Że też tego nie zauważyłam idąc do Svartskogen, myślała. Mogło być ze mną źle!
Ale dłużej się już nad tym nie zastanawiała i nie przeczuwając nic złego, ruszyła dalej do domu. Las się skończył i w dole przed nią widoczna była cała parafia Grastensholm.
Villemo doznała uczucia nieskończonej pustki. Co mi teraz pozostało? myślała. Marzenie o mężczyźnie, który nigdy do mnie nie należał. Dlaczego tak rozpaczliwie staram się zachować wspomnienie o nim?
Bo nie mam nikogo innego, oto smutna prawda. A dziewczyna w moim wieku powinna chyba mieć o kim myśleć.

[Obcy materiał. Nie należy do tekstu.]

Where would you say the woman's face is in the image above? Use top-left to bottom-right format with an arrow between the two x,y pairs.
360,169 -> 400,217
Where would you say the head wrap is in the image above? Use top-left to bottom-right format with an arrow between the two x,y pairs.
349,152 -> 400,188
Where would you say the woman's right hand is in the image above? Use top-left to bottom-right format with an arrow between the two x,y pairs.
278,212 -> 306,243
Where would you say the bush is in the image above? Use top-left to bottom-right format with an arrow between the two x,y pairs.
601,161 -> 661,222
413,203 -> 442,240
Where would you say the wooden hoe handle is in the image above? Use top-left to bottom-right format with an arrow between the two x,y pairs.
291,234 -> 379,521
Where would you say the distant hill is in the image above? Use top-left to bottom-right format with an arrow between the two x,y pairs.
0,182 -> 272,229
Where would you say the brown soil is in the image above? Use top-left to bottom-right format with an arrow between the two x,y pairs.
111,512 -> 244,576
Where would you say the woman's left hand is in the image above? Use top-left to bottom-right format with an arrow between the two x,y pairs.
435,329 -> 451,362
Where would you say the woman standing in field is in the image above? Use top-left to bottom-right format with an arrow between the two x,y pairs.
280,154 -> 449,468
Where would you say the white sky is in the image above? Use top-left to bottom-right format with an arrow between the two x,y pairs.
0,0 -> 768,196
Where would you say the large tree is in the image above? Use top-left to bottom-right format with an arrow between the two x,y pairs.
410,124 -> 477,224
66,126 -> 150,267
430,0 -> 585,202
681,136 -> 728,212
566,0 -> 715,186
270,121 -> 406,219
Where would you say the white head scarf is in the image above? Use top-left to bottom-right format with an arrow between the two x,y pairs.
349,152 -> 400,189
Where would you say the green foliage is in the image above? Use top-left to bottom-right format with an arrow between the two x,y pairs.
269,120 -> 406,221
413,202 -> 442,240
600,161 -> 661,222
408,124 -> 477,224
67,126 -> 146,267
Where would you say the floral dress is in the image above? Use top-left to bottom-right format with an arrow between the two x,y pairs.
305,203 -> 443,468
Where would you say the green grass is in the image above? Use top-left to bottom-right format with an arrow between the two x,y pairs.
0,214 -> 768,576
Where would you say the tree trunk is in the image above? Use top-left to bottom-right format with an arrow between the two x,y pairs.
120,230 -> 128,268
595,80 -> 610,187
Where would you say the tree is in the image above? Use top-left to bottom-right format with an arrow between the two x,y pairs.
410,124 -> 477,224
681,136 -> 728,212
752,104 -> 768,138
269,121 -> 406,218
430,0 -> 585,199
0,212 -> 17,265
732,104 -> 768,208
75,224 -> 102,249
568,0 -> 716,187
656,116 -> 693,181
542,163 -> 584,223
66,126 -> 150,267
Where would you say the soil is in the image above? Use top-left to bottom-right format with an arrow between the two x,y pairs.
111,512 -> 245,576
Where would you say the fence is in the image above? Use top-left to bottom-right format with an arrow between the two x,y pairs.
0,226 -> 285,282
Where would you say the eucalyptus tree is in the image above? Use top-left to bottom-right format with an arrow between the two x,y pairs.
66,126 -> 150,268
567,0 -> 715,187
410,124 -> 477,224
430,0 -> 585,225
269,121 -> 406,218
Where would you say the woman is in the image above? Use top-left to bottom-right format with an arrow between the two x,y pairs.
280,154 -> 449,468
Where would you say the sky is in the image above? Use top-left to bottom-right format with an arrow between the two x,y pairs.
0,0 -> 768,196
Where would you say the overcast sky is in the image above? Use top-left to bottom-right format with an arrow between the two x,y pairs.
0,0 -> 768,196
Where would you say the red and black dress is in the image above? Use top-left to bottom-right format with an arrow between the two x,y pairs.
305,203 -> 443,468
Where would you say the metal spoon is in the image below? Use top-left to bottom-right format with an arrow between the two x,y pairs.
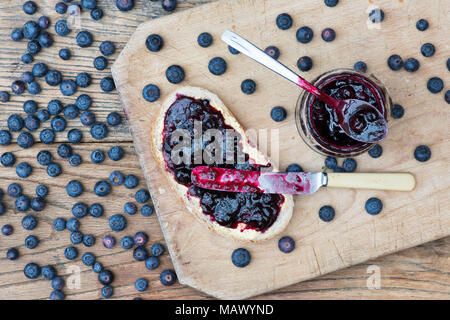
222,30 -> 388,143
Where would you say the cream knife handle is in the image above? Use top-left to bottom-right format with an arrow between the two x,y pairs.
327,173 -> 416,191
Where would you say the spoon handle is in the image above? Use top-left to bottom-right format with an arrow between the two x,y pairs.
222,30 -> 339,107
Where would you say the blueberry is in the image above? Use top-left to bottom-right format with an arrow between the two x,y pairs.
76,31 -> 94,48
369,144 -> 383,159
38,31 -> 53,48
208,57 -> 227,76
414,145 -> 431,162
285,163 -> 303,172
2,224 -> 14,236
0,130 -> 11,146
322,28 -> 336,42
134,278 -> 148,292
22,215 -> 37,231
420,43 -> 436,57
11,80 -> 26,94
161,0 -> 177,12
241,79 -> 256,94
152,243 -> 165,257
24,115 -> 41,131
353,61 -> 367,72
133,247 -> 149,261
75,72 -> 92,88
145,256 -> 159,270
53,218 -> 66,231
17,132 -> 34,149
369,9 -> 384,23
25,236 -> 39,249
91,122 -> 108,140
80,111 -> 95,126
108,146 -> 125,161
38,16 -> 50,29
296,26 -> 314,43
6,248 -> 19,260
403,58 -> 420,72
23,262 -> 41,279
278,236 -> 295,253
166,65 -> 184,84
11,28 -> 23,41
297,56 -> 313,72
388,54 -> 403,71
81,0 -> 97,9
123,202 -> 137,215
365,198 -> 383,215
342,158 -> 356,172
91,150 -> 105,163
66,180 -> 83,198
21,53 -> 34,64
81,252 -> 95,267
57,143 -> 72,159
231,248 -> 251,268
64,246 -> 78,260
47,162 -> 61,178
91,8 -> 103,21
319,206 -> 335,222
45,70 -> 62,87
98,270 -> 114,285
52,277 -> 65,290
16,162 -> 32,178
142,84 -> 160,102
59,79 -> 77,96
324,0 -> 339,7
66,218 -> 80,232
145,34 -> 164,52
55,20 -> 71,37
100,77 -> 116,92
124,174 -> 139,189
89,203 -> 103,218
102,235 -> 116,249
7,183 -> 22,198
75,94 -> 92,111
94,56 -> 108,70
22,21 -> 41,40
72,202 -> 88,219
276,13 -> 292,30
0,152 -> 16,167
116,0 -> 134,11
270,107 -> 287,122
55,2 -> 67,14
427,77 -> 444,93
47,99 -> 63,115
30,197 -> 46,211
416,19 -> 429,31
83,234 -> 95,247
39,129 -> 55,144
67,129 -> 83,144
120,236 -> 134,250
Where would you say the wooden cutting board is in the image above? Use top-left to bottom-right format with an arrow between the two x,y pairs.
112,0 -> 450,299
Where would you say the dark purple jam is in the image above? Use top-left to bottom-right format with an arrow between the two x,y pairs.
162,95 -> 284,232
307,74 -> 386,153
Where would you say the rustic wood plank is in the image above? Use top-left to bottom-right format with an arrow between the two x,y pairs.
0,0 -> 450,299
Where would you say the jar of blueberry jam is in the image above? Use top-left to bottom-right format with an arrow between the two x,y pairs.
295,69 -> 392,157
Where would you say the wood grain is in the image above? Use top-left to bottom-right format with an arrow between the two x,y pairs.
0,0 -> 450,299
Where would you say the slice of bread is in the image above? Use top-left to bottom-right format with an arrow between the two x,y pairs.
152,87 -> 294,242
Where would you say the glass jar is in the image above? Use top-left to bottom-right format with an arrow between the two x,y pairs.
295,69 -> 392,157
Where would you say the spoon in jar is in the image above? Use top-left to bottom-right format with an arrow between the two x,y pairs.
222,30 -> 388,143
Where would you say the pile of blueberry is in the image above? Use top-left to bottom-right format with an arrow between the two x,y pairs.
0,0 -> 179,299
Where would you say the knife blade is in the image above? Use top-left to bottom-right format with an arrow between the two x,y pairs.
191,166 -> 416,194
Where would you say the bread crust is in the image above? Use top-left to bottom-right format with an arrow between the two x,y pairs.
151,87 -> 294,242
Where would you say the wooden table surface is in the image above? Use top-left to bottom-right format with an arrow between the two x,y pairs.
0,0 -> 450,299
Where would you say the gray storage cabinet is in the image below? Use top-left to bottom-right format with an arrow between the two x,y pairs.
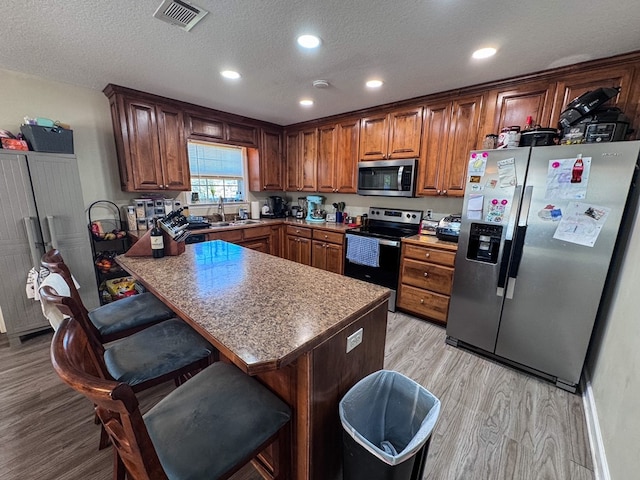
0,150 -> 98,345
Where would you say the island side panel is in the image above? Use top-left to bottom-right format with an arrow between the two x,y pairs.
307,301 -> 388,480
257,299 -> 388,480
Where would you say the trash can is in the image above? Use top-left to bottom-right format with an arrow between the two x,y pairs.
339,370 -> 440,480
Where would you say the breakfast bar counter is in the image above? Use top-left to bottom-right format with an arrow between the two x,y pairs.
116,240 -> 390,480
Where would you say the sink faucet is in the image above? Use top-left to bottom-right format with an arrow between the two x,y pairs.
218,197 -> 225,222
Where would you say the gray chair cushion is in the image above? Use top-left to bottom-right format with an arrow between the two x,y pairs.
144,362 -> 291,480
104,318 -> 214,386
89,292 -> 175,335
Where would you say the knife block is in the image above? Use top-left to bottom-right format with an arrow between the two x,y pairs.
124,230 -> 185,257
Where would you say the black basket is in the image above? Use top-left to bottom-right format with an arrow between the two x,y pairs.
20,125 -> 73,153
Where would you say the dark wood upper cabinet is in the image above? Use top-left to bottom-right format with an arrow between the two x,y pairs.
360,107 -> 422,160
334,119 -> 360,193
186,111 -> 259,147
551,64 -> 638,127
481,80 -> 556,138
187,113 -> 225,142
416,101 -> 451,195
317,119 -> 360,193
225,122 -> 258,147
105,85 -> 191,192
247,129 -> 284,192
417,95 -> 484,197
316,124 -> 338,192
285,128 -> 318,192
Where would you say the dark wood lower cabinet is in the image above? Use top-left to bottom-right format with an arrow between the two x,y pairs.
258,301 -> 387,480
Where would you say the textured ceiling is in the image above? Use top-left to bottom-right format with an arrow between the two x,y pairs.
0,0 -> 640,125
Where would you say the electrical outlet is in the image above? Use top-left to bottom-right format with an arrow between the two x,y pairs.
347,328 -> 362,353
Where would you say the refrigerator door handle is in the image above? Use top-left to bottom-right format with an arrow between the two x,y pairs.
497,240 -> 513,297
496,185 -> 522,297
23,217 -> 42,269
507,186 -> 533,300
46,215 -> 58,250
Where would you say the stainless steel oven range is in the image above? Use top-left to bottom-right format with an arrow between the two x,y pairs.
344,207 -> 422,312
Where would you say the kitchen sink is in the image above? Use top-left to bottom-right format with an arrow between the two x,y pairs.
210,220 -> 262,228
231,220 -> 262,225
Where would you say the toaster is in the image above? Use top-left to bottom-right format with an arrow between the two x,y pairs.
436,214 -> 462,243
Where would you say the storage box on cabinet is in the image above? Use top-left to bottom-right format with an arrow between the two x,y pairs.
397,242 -> 455,323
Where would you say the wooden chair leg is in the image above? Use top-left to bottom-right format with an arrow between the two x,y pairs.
113,448 -> 127,480
98,424 -> 111,450
273,422 -> 293,480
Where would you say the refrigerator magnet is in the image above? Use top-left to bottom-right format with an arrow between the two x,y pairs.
468,152 -> 489,178
544,155 -> 591,200
497,157 -> 518,188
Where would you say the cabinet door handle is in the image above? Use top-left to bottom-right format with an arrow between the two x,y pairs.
47,215 -> 58,249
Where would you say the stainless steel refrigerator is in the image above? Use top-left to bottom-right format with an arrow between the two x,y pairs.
0,150 -> 99,344
447,141 -> 640,391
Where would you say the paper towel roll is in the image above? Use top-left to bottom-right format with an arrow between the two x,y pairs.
251,202 -> 260,220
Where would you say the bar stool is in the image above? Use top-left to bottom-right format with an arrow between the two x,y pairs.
51,318 -> 291,480
40,286 -> 218,449
40,249 -> 175,343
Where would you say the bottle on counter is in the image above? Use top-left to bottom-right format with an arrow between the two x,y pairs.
151,220 -> 164,258
522,115 -> 534,133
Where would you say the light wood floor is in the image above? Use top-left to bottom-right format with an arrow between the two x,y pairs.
0,313 -> 594,480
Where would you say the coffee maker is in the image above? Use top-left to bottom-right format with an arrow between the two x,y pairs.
266,195 -> 287,218
306,195 -> 326,222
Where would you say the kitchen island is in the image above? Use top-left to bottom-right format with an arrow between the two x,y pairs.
117,240 -> 390,480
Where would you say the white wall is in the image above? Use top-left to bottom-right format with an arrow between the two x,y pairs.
0,64 -> 640,480
0,69 -> 135,208
588,190 -> 640,480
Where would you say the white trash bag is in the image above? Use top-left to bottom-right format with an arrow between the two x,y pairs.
340,370 -> 440,466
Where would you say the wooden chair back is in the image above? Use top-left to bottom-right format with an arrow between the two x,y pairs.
40,248 -> 89,315
40,284 -> 111,378
51,318 -> 167,480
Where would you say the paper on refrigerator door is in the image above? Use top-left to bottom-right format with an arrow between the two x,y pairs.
553,202 -> 611,247
497,157 -> 518,188
467,194 -> 484,220
544,155 -> 591,201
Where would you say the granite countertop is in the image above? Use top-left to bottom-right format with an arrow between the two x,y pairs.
127,218 -> 357,240
116,240 -> 390,374
402,235 -> 458,252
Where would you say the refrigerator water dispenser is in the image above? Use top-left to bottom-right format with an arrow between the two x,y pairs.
467,223 -> 502,264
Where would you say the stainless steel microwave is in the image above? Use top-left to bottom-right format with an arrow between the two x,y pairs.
358,158 -> 418,197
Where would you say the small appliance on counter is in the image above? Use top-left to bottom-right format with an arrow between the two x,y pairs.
260,195 -> 287,218
436,214 -> 462,243
419,218 -> 440,235
558,87 -> 633,145
306,195 -> 327,222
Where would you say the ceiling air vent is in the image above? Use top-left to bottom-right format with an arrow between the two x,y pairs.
153,0 -> 209,32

Jednak Eldar…? Jego postać rozpływała się i bladła we wspomnieniach Villemo. A zamiast niego pojawiał się…
Nie, cóż za głupstwa!
Villemo znowu ruszyła przed siebie. Chciała porozmawiać z Irmelin. Teraz obie miały tyle wspólnego, a poza tym już dawno nie widziała przyjaciółki.
Skierowała więc kroki ku staremu, bezpiecznemu, choć może niezbyt pięknemu domowi w Grastensholm.